In particular, according to the invention of claim 2, there is an effect that the conductive paste used for filling the through holes of the stencil mask can be used for a long time to fill the through holes without oxidizing and drying. is there.

[Brief description of the drawings]

FIG. 1 is a schematic configuration diagram of a bump electrode forming apparatus according to an embodiment of the present invention.

FIG. 2 is an explanatory diagram of a centrifugal force acting when the wafer and the stencil mask rotate in the same apparatus.

[Explanation of symbols]

 Reference Signs List 1 wafer 1a conductive pad 2 stencil mask 2a through hole 3 cream solder 3a solder particle 4 squeegee 10 main shaft 11 pulley 12 arm member 13 table holder 14 table 15 drive motor 16 drive pulley 17 belt 18 bearing 19 bearing liquid for maintaining saturated vapor pressure Reference Signs 20 container 100 hermetic housing U1 to U10 unit for forming bump electrode

Claims (3)

[Claims] A method of forming a bump electrode on a surface of an electronic component by printing a conductive paste through a stencil mask in which a through hole for forming a bump electrode is formed.

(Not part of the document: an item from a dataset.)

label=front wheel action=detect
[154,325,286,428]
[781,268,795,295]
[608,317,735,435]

A method of forming a bump electrode, wherein a stencil mask filled with the conductive paste is separated from the electronic component in an atmosphere filled with an inert gas and at a saturated vapor pressure. 2. The bump electrode forming method according to claim 1, wherein the conductive paste is filled in a through hole of the stencil mask in contact with the electronic component in the atmosphere. . 3. A bump electrode forming apparatus for forming a bump electrode on an electrode forming surface by printing a conductive paste on an electrode forming surface of an electronic component through a stencil mask in which a through hole for forming a bump electrode is formed. An airtight housing filled with an inert gas and capable of maintaining an atmosphere of saturated vapor pressure, holding means for holding electronic components in contact with the stencil mask in the airtight housing; An apparatus for forming a bump electrode, comprising a separating means provided to separate from the electronic component.